Despite that, Trier manages to avoid falling into the trap of the flat and uninteresting “back in my days”, complaining about the “today’s youth” narrative. Julie is a real human being, complicated and multifaceted. Her story is told in 12 chapters, a prologue, and an epilogue. Each chapter portrays a different issue- challenging relationships with parents, romantic relationships, infidelity, sexuality in the #MeeToo era, sickness and loss, parenthood and bodily autonomy. It’s a fresh and beautifully made take on the coming-of-age genre. The non- consistent structure of the film, with chapters that have no set duration and the non-chronological order of events, makes the story-telling ever more interesting and captivating, leaving the viewer with the impression that there is so much more that could be told and a sense of wonder and longing for seeing the missing chapters.

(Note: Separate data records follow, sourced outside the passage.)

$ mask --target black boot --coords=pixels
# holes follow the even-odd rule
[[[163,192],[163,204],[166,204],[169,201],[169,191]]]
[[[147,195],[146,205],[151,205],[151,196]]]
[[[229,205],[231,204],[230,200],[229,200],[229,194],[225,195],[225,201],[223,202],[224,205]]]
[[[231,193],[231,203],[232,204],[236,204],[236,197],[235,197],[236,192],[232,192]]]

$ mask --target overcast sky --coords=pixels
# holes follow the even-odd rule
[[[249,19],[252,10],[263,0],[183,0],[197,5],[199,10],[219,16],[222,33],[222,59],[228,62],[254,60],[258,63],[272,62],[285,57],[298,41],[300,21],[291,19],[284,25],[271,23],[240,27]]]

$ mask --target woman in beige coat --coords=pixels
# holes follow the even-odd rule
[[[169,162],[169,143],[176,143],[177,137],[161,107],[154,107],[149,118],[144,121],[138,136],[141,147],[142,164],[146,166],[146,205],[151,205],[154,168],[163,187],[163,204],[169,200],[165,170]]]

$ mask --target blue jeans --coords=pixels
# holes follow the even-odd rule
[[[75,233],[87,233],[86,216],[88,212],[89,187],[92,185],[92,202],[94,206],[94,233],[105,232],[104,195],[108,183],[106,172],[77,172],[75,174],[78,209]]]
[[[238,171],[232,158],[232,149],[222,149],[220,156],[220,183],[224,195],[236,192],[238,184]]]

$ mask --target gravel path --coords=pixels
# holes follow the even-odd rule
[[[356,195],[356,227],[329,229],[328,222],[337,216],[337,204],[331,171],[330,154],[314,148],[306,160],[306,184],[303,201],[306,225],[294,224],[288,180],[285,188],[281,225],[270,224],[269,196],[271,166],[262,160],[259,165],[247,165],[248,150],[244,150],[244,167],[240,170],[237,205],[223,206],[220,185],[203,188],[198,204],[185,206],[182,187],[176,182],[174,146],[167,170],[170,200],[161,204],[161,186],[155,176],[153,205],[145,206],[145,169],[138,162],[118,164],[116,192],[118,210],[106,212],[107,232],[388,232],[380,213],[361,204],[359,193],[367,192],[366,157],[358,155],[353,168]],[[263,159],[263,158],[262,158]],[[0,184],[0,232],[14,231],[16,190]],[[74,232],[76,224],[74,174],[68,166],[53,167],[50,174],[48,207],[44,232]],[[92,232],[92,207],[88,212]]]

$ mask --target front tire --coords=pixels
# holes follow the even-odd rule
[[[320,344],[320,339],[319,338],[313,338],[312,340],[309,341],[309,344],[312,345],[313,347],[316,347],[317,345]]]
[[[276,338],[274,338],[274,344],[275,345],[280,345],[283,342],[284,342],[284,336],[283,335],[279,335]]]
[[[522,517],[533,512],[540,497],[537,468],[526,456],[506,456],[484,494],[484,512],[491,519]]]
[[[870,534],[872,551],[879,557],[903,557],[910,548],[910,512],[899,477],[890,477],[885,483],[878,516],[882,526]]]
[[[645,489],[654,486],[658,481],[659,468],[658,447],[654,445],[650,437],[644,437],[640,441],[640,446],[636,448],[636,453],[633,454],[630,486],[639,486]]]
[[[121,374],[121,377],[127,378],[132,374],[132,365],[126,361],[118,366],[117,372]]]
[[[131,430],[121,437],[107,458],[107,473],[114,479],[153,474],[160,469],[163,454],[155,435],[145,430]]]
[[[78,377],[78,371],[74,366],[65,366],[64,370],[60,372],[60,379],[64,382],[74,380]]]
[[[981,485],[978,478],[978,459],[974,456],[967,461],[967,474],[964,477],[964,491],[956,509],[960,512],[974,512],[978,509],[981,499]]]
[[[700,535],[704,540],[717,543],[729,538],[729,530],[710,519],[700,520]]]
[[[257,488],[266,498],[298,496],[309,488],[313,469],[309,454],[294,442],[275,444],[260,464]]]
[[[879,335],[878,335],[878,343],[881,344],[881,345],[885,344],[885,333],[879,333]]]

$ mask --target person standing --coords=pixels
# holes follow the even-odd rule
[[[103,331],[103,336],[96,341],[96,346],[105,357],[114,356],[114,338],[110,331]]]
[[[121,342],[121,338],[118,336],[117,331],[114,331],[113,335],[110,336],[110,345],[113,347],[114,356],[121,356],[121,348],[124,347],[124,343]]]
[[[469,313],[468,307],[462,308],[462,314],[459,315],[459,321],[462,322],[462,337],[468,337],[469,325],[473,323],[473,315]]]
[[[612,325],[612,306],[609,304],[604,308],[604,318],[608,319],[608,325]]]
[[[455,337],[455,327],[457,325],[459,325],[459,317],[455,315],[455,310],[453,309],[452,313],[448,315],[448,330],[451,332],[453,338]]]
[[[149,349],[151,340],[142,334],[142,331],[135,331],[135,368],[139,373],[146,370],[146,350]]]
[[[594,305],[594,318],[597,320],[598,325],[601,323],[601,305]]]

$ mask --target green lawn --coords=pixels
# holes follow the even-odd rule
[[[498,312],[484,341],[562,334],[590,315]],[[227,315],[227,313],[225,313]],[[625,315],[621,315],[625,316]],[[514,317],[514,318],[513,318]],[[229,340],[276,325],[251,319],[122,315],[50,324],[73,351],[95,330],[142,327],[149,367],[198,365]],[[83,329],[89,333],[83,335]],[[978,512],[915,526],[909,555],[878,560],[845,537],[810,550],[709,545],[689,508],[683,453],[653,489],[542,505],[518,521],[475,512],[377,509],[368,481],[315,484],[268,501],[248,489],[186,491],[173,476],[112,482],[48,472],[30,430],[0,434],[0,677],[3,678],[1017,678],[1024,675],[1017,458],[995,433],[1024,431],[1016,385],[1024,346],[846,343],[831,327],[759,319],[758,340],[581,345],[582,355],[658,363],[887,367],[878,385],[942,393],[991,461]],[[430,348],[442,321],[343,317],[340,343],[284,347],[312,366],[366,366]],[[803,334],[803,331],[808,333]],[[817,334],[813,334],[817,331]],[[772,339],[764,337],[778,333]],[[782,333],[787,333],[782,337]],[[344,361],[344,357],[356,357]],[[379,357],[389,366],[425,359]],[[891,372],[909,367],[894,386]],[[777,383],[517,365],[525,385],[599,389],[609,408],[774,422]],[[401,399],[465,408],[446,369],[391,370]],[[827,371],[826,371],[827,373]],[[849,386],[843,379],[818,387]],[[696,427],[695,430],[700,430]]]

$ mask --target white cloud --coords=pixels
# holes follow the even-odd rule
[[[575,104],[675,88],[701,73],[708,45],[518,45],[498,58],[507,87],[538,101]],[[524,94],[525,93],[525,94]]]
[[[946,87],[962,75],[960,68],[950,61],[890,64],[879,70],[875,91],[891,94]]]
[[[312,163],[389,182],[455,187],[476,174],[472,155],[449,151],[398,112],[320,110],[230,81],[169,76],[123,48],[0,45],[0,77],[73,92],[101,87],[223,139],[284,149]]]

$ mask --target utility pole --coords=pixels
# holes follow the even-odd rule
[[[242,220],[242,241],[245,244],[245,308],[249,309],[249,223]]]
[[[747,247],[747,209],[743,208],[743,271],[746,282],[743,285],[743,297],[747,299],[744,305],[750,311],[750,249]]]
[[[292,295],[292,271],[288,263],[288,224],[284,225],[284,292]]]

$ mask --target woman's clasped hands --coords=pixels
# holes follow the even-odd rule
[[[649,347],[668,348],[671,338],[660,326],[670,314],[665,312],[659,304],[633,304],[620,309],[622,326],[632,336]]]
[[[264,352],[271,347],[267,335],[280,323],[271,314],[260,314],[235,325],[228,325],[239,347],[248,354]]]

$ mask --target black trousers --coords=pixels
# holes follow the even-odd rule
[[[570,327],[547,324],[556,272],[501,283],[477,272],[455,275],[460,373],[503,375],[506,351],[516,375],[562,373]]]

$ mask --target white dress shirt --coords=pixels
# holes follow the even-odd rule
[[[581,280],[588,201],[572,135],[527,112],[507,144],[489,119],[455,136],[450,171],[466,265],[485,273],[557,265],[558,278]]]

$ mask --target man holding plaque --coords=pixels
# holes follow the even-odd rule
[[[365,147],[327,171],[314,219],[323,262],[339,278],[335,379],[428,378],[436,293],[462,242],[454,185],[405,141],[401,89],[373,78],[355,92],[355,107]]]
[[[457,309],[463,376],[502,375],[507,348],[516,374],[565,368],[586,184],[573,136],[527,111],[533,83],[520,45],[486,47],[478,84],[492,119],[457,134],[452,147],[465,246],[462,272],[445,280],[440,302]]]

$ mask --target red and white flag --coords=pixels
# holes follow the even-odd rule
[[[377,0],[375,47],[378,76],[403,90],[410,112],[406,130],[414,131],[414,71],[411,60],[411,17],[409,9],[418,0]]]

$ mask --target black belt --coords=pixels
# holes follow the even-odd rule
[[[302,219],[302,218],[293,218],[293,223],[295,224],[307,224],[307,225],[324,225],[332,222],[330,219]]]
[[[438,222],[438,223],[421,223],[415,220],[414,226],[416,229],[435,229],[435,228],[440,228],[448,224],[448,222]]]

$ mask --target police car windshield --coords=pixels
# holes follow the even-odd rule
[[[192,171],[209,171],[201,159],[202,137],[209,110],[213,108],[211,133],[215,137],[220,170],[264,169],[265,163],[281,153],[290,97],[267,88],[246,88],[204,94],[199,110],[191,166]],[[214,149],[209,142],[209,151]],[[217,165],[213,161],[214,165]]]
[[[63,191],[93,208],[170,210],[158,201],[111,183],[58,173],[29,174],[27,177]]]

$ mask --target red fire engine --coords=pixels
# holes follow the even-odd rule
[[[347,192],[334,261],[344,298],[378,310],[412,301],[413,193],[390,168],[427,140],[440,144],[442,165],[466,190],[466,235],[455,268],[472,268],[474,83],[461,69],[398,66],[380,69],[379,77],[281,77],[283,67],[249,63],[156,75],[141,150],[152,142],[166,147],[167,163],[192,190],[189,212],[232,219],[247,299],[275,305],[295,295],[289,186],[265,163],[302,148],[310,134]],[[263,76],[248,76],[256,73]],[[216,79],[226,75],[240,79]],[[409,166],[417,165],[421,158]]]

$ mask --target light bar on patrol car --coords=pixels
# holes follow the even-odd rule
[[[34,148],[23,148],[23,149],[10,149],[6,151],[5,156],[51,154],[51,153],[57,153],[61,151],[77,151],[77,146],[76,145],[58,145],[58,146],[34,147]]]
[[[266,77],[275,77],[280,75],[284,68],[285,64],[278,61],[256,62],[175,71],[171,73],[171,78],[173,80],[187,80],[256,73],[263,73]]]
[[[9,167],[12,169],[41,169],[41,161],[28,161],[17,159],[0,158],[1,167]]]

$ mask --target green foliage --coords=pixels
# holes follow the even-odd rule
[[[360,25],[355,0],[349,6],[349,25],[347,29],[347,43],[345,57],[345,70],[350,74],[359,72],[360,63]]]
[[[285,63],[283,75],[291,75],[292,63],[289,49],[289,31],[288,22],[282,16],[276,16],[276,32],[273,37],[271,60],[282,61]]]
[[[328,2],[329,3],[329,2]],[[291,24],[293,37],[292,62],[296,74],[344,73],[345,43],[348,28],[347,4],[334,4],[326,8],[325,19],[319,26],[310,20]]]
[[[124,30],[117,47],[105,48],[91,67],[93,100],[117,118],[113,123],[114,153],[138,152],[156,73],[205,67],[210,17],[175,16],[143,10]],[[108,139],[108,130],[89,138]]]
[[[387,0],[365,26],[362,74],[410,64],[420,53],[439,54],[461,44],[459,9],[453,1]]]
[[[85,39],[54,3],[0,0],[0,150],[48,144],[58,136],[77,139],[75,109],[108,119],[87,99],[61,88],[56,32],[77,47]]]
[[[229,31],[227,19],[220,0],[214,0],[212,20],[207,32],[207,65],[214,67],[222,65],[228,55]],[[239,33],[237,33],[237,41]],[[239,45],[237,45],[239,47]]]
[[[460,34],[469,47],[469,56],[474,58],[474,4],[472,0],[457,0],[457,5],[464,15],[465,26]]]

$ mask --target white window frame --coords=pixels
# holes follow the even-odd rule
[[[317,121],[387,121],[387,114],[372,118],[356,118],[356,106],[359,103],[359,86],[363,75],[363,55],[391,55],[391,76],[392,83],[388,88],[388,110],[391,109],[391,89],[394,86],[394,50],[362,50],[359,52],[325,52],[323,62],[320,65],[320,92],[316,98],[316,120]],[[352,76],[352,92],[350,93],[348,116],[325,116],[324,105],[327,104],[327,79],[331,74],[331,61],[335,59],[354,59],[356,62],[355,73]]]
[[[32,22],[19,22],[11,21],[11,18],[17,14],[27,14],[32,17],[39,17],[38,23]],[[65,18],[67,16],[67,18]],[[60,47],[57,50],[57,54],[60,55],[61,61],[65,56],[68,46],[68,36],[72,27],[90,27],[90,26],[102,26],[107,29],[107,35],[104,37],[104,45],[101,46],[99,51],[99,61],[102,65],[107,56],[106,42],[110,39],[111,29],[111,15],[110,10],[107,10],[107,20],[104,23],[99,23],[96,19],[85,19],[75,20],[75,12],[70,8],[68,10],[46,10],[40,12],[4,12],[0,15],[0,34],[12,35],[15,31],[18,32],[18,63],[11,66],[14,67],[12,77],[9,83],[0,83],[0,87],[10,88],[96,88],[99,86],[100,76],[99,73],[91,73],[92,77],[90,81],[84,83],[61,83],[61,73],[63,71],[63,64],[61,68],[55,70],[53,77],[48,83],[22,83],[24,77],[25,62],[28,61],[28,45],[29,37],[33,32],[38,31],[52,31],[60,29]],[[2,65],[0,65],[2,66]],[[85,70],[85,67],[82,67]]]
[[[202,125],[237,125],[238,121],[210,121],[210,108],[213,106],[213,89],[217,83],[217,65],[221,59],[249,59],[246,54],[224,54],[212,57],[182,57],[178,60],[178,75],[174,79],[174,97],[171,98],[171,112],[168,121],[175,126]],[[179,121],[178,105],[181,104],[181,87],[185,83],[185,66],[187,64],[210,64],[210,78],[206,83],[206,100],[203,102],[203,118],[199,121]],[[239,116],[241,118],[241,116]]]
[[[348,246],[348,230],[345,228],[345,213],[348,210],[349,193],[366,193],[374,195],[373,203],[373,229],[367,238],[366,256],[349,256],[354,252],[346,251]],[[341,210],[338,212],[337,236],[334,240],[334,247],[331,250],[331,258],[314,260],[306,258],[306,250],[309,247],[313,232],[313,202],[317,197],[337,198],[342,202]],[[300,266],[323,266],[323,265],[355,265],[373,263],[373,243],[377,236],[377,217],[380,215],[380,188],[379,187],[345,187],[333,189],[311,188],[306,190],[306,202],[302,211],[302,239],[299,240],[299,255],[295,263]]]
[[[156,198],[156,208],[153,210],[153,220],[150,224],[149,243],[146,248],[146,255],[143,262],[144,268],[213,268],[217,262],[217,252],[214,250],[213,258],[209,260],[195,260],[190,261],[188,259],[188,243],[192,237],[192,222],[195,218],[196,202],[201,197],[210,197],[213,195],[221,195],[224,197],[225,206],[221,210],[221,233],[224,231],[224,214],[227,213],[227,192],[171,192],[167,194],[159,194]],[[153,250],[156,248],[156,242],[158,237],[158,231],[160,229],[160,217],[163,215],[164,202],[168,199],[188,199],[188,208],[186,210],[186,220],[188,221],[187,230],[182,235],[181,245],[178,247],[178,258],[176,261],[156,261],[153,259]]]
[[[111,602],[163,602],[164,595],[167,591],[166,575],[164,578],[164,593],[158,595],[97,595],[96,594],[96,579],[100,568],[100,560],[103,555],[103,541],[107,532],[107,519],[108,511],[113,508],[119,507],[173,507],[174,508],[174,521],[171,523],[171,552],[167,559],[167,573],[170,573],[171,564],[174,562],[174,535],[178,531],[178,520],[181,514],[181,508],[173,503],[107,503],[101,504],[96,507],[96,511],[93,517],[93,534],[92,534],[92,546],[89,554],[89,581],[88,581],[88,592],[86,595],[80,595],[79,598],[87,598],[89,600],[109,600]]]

Renate Reinsve brings out the best in the character. She manages to make the viewers fall in love with the person whose inability to finally make up her mind can be infuriating at times. Julie tends to balance on the verge of what would be considered morally acceptable actions, seems to be wasting her potential, and makes what looks like outright stupid life decisions. Yet those decisions, however silly or wrong, are always hers. She never shies away from trying something new and refuses to believe that one is bound to follow the path they’ve chosen in the past if it starts to feel like a wrong one to keep on.

The Worst Person in the World is the Norwegian film to see this autumn. Whether you are a fan of Scandinavian cinema and will keep your fingers crossed for it to get even more recognition and awards, or just want to see your favourite places in Oslo on the big screen, or simply are looking for a good dark romantic comedy-drama, The Worst Person in the World is worth the trip to the cinema.